# wget package missed



## Leander (Oct 11, 2011)

Hey fellows,

I just figured that there is still no wget package available in packages-9-current yet ...


Is there a quick & easy "how to" you could refer me to? ... to help getting that package being created and uploaded?

This one seems a bit rough to be done within a hour timeframe ...

Thanks


----------



## jb_fvwm2 (Oct 12, 2011)

wget already is a port.  The reason it is not in that repository is probably that fewer ports are built as packages in the -9- branch than the -8- branch due to hardware limitations of the build cluster(s).  Unless I am misinformed about some other reason, anyway.


----------



## Leander (Oct 12, 2011)

Well, back from my Debian Linux times ... I remember that creating a Package was not too hard.

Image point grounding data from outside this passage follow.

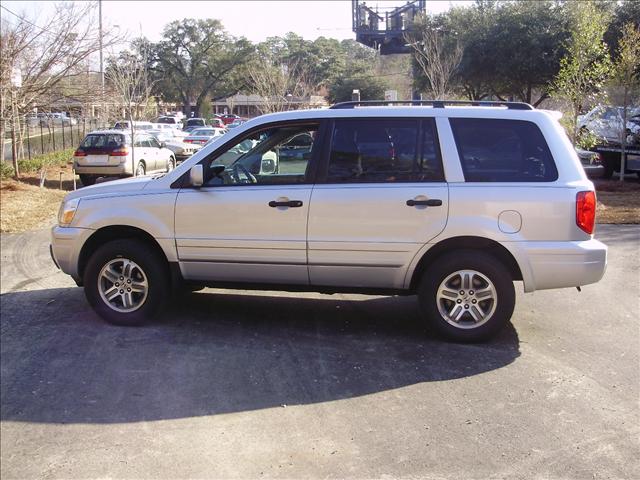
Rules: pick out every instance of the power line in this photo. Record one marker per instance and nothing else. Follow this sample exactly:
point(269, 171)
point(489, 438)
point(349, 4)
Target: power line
point(27, 21)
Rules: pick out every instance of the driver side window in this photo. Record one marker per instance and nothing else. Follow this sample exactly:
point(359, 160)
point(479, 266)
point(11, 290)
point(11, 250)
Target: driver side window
point(274, 156)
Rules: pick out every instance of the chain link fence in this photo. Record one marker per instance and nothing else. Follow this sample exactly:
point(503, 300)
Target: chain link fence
point(35, 136)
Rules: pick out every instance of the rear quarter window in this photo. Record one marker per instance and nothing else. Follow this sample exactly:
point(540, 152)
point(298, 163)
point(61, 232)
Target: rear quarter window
point(497, 150)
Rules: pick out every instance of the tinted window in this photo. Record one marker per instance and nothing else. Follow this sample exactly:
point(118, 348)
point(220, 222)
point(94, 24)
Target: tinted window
point(108, 141)
point(494, 150)
point(384, 150)
point(263, 157)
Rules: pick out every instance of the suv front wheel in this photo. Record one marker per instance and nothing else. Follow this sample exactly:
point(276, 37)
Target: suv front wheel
point(467, 296)
point(125, 281)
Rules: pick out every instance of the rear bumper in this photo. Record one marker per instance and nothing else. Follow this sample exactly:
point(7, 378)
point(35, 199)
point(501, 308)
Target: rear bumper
point(120, 170)
point(546, 265)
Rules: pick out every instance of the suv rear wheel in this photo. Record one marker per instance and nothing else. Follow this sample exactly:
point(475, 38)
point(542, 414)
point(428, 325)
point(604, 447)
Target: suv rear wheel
point(87, 179)
point(467, 296)
point(126, 282)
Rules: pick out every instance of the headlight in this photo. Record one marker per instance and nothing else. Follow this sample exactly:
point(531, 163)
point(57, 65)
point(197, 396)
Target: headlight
point(67, 212)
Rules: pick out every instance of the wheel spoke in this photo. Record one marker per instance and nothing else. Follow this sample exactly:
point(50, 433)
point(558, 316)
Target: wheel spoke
point(124, 279)
point(476, 313)
point(127, 300)
point(138, 287)
point(466, 280)
point(126, 268)
point(112, 293)
point(111, 275)
point(484, 293)
point(445, 292)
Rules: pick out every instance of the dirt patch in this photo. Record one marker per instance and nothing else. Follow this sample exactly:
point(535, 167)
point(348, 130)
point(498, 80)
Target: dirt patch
point(618, 202)
point(25, 206)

So no ofence but my question was not how to use wget port  - My aim is to help getting more -9- branch packages - and if there is a easy way to do so than I would love to know.

Thanks


----------



## SirDice (Oct 12, 2011)

You can donate additional hardware to be used for the build cluster.

Keep in mind there are about 22000+ ports, 7 different architectures and 4-5 different versions of FreeBSD to package for.

As for creating your own packages, use *make package*. See ports(7).

Forget about uploading your package to the central repository, it will never be accepted.


----------